LIMA, Jan 9 (Reuters) - Lori Berenson, a U.S. citizen serving a 20-year sentence in Peru for aiding leftist guerrillas, arrived in Lima on Friday after years in remote prisons to get health care during a complicated pregnancy.

Berenson, 39, is five months pregnant. Authorities worried about her age and a back problem transferred her from a prison in Cajamarca, in the north, to one in Peru's capital, where she will stay until her baby is born.

Surrounded by police and reporters, Berenson was shuffled into a justice department building in the city's center, where officials said she will undergo a health examination before being moved to the Santa Monica women's prison.

"She has come from Cajamarca because she has health problems and because of her pregnancy," a government official said.

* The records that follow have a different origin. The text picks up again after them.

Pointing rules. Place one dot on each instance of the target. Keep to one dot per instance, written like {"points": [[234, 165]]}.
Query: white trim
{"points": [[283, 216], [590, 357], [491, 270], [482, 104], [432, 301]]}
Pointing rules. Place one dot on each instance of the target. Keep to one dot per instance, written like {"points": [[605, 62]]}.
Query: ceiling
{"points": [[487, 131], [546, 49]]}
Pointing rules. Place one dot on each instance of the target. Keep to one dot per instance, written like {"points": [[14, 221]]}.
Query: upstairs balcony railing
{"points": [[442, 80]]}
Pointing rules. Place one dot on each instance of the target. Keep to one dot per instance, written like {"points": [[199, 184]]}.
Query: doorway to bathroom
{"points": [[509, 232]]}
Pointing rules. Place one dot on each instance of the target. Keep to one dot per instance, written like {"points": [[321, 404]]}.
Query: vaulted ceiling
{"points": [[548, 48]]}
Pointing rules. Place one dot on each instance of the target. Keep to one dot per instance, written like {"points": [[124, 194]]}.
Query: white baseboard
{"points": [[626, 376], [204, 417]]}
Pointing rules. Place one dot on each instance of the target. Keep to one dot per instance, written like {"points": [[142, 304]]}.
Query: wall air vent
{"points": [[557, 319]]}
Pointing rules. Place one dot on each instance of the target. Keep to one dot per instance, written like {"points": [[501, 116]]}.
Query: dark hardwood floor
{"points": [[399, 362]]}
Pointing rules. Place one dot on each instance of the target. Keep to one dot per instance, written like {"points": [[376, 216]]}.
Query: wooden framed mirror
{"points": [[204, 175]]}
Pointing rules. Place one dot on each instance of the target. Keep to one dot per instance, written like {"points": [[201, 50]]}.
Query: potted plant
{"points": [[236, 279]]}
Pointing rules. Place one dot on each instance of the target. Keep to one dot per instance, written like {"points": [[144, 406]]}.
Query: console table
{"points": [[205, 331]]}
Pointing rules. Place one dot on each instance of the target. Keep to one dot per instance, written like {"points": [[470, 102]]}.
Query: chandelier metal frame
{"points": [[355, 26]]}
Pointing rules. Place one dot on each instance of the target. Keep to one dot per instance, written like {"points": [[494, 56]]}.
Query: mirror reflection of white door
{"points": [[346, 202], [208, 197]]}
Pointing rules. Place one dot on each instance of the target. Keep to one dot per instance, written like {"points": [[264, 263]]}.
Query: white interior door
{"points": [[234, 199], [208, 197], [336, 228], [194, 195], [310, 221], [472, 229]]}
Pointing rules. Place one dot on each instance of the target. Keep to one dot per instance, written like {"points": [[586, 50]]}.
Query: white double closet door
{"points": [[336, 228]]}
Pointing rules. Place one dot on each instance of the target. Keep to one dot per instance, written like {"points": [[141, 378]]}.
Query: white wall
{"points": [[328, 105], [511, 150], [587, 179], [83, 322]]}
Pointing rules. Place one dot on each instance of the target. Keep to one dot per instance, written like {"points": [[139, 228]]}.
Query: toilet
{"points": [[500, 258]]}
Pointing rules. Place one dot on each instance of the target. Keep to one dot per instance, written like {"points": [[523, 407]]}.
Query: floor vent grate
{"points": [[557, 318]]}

Berenson has been in jail for more than 13 years, many of them high in the Andes mountains.

She was arrested in 1995 on charges of being a leader of the Tupac Amaru Revolutionary Movement, or MRTA, a leftist insurgency that was active in Peru in the 1980s and 1990s.

A military judge jailed her for life, but under pressure from the United States, a civilian court retried her and sentenced her to 20 years. She could be paroled next year.

Berenson married former inmate Anibal Apari in 2003. In Peru, inmates are allowed conjugal visits and women who give birth in prison can keep their children with them for the first few years.